Edited 5 Years Ago by Enalicho: n/a

def count_pages(number_of_pages):
    total_number_of_ones = 0
    current_page = 1
    while current_page <= number_of_pages:
         page_number = str(current_page)
         total_number_of_ones += page_number.count('1')
         current_page  += 1
    return total_number_of_ones

This version is probably the most intuitive for a beginner learning while loops. I'd like to walk through this with you, just to help you understand the concepts.

First off, notice how easy it is to tell what the variables in this method are doing. I did not write this method, but I can tell what each variable is used for based on its name. Try to emulate this. This will help you--in any language--as you write more complex code.

I trust the first two lines of the method (lines 2 and 3 of the code snippet) are clear enough, so I'll start with the while loop. If not, don't hesitate to ask.

while current_page <= number_of_pages:

Starting at current_page = 1, run through this loop until current_page is NOT less than or equal to number_of_page, or in other words, until we run out of pages. Notice that number_of_pages is the number we passed to the method.

page_number = str(current_page)

This line can be a bit tricky. str(current_page) converts current_page to a string. We save this string to the variable page_number. The reason we do this is seen in the next line.

total_number_of_ones += page_number.count('1')

First, let's talk about the page_number.count('1') portion of this line. count() is a method that is used for strings which counts how many times another string occurs within the original string. This is perfectly suited for our purpose! We can use this to count how many times the string '1' occurs within the current_page. Notice that this ' ' surrounds the number 1. We are passing the count() a string that contains the digit 1, not an integer 1, because that is what count() is expecting us to give it.
Also, take not of the += in the middle of the above statement.

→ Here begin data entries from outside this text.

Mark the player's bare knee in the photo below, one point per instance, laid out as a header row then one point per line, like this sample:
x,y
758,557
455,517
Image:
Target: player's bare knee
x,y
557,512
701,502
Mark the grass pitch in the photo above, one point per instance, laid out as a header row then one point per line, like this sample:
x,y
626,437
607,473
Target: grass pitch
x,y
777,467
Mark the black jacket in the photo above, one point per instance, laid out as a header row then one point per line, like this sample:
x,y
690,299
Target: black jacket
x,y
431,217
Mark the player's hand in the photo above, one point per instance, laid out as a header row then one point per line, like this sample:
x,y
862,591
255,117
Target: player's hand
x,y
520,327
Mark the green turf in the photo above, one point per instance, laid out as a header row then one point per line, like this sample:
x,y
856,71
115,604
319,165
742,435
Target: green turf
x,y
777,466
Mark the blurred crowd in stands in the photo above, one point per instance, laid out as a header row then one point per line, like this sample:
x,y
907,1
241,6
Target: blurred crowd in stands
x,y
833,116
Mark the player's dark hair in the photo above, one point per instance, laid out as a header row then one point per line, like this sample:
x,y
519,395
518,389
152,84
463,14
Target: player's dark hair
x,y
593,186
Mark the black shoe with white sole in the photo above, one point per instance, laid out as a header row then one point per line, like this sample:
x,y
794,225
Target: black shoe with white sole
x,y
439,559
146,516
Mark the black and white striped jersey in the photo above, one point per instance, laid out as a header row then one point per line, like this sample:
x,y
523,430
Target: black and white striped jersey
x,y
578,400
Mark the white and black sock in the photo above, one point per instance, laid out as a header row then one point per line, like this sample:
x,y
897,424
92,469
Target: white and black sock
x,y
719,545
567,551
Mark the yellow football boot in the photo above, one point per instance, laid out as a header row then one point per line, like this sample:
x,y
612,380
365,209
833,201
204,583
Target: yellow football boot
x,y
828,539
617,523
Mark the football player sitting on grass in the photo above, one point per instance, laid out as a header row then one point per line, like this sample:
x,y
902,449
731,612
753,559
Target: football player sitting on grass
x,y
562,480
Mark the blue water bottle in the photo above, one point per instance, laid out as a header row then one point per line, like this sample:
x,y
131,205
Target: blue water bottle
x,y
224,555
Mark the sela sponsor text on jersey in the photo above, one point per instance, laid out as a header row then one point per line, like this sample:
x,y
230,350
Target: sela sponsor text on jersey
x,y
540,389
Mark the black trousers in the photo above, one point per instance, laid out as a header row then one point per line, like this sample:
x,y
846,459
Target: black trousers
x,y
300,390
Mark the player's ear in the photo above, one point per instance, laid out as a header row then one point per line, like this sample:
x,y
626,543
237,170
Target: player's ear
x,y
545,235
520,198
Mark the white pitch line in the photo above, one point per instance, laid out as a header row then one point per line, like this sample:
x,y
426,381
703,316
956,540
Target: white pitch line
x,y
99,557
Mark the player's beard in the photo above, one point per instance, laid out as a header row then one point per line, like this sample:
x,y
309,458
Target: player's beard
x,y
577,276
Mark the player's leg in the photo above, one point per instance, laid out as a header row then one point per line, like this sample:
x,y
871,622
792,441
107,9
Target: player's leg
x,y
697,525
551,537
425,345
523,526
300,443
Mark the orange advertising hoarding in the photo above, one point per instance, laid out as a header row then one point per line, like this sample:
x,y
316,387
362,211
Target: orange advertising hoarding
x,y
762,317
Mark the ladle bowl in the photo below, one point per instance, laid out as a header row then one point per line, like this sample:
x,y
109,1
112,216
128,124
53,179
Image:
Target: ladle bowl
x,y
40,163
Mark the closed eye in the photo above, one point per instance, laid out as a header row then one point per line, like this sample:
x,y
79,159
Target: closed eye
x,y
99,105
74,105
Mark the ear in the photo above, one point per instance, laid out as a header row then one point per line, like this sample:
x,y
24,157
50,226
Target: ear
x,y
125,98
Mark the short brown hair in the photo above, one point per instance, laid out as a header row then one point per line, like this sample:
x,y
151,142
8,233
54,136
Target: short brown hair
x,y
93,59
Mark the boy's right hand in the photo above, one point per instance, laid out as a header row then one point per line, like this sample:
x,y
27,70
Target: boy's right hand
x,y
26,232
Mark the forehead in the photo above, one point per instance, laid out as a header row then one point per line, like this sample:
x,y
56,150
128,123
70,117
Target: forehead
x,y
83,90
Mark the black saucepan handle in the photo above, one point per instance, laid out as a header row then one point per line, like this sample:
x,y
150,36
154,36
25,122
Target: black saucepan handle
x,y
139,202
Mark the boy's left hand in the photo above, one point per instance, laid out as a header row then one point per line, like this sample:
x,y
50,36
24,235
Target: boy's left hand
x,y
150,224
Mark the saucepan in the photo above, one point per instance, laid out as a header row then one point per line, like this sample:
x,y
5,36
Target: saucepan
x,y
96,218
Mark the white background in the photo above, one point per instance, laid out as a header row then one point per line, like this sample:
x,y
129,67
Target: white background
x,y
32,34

This does something very useful. += is a shorthand way of saying total_number_of_ones = total_number_of_ones + page_number.count('1'). If we used total_number_of_ones = page_number.count('1'), then total_number_of_ones would always be reset to the number of ones in the current page number. Using += is a very easy way to create a variable that keeps track of the sum of something.

current_page  += 1

This line is a "gotcha" for programming beginners. If you forget to increment this, current_page <= number_of_pages from the while loop will never stop -- your while loop will run forever!

return total_number_of_ones

This line tells Python to give, or return, the expression -- here total_number_of_ones -- to whatever called the method. For example, if you used this statement in a different method,

print count_pages(20)

the total_number_of_ones inside count_pages() is given to the print statement to print out. If you don't return total_number_of_ones, print will not be given anything to print and will simply print None.

I hope this write-up helped you understand while loops!